It's my general practice to write nothing useful here at Writing Boots, lest readers feel guilty for getting something for nothing, and start resenting me for making them feel that way. So any constructive effects of my criticism are strictly accidental.
But goddamn, journalists do need how to learn how to use quotations in news stories.
They run quotes that are three paragraphs long. Riddle me this, scribe-o: What are the chances that your blathering source just spewed exactly the 350 consecutive words that advance your story most efficiently? Brother, can you paraphrase?
They open stories with quotations, on the theory that the utterance is so inherently arresting, even out of context, that the reader will be mesmerized into reading on indefinitely. My first boss Mark Ragan told me it was fine with him I started a story with the quote—as long the quote was, "Okay, okay—I killed her!" Anything short of that, and I'd better arrange the stage before bringing on the actors.
They create quotes that "don't need to be quotes." Let's remember the two reasons why quotes were invented in the first place:
1. In an important news story, you use quotes to make it clear that the VIP subject actually said the significant or astonishing thing. Nixon said, "I am not a crook," which is stronger than a reporter writing, "Nixon indicated he was not a criminal."

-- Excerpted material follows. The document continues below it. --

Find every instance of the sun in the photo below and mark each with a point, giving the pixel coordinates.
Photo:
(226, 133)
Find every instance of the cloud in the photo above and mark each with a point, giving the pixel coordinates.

2. In a feature story, you use quotes to add a dash of sound that gives a sense of the subject's personality or mood. Yet, see how a local CBS station writes up a story about a restaurant that's closing. "Jeff Richey says he used to take his two daughters to Ed's when they were younger. He says he has 'fond memories' of the place. He was hoping to be able to buy something at the auction to 'remember it by.'"
If your source can't give you more colorful quotes than that, find a better source. And if you can't find a better source then Christ almighty, find a better story.

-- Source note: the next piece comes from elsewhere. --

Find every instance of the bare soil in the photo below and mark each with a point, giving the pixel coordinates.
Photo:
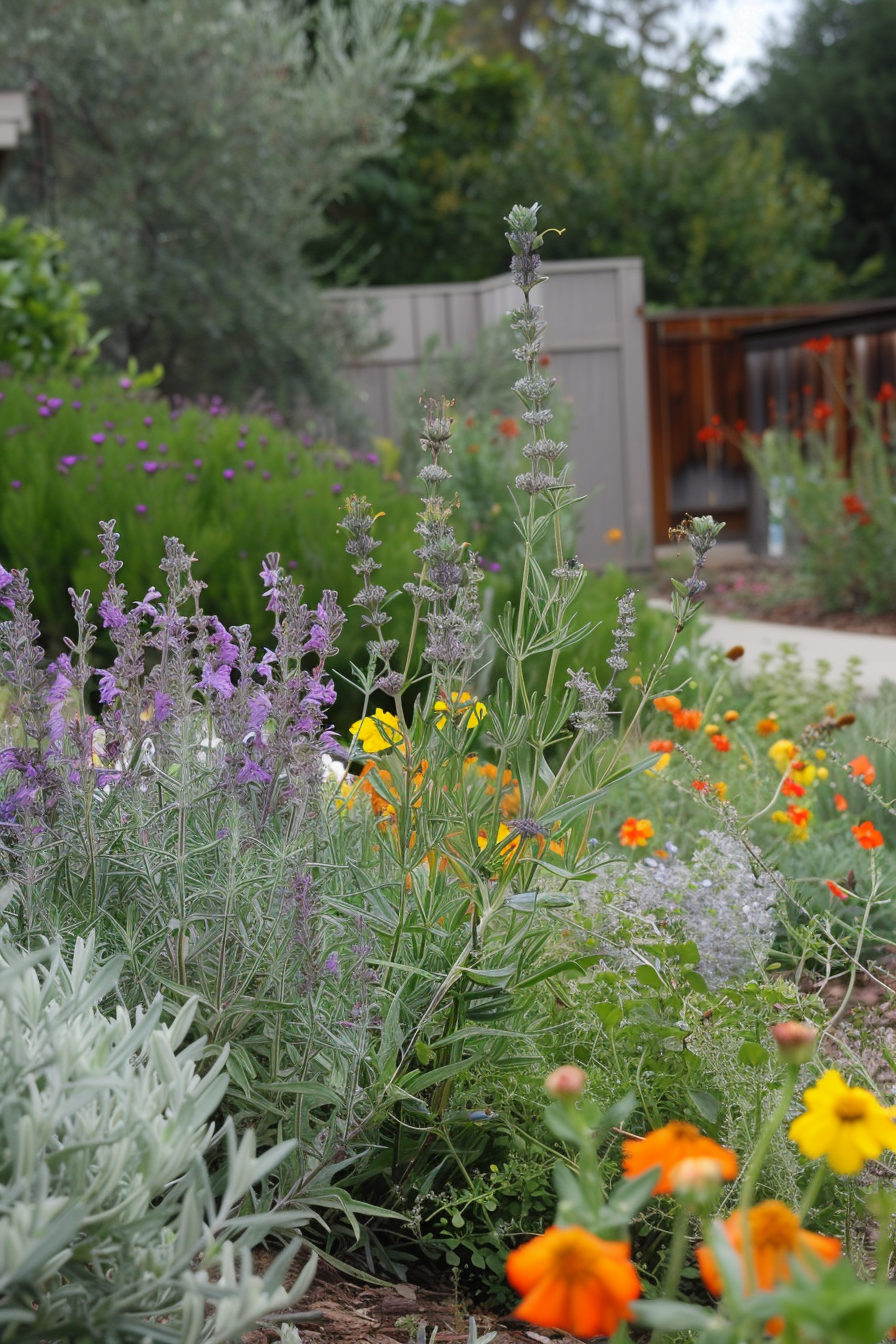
(767, 590)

Quotes are mood altering substances, on the moderate use of which noted journalist Hunter S. Thompson had the last word:
“We had two bags of grass, seventy-five pellets of mescaline, five sheets of high powered blotter acid, a salt shaker half full of cocaine, and a whole galaxy of multi-colored uppers, downers, screamers, laughers… and also a quart of tequila, a quart of rum, a case of Budweiser, a pint of raw ether and two dozen amyls.
Not that we needed all that for the trip, but once you get locked into a serious drug collection, the tendency is to push it as far as you can.”

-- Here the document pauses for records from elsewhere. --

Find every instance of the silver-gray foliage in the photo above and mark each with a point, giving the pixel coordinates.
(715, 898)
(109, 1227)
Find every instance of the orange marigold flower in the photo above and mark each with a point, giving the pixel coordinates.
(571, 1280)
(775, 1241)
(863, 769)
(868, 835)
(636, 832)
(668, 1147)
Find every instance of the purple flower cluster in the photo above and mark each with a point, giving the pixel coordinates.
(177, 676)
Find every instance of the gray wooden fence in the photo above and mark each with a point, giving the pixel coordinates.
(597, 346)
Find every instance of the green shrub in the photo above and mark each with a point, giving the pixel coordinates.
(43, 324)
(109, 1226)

Let's get a hold of ourselves.
Kristen says
Love this! Had to tweet it.
Jeff Herrington says
In my writing workshops, I do an entire set on quotes. What has boggled my mind over time is how increasingly attendees, confronted with a really bad and vapid quote, will say, “If the CEO said it, then I’d use it.”
Whaaat? More important, 15 years ago, no one EVER replied that way. Seems now we run a quote from the CEO, no matter how inane or foggy it is.
I now clutch one of those little stress balls during my workshop, although responses like that increase the chance I will throw it at the speaker’s head.
David Murray says
Jeff, that’s because communicators used to be ex-journalists who saw the Stated Corporate Strategy and the Holy Bible as two separate documents. Now they’re all, “I know it’s boring. But who am I to paraphrase Moses?”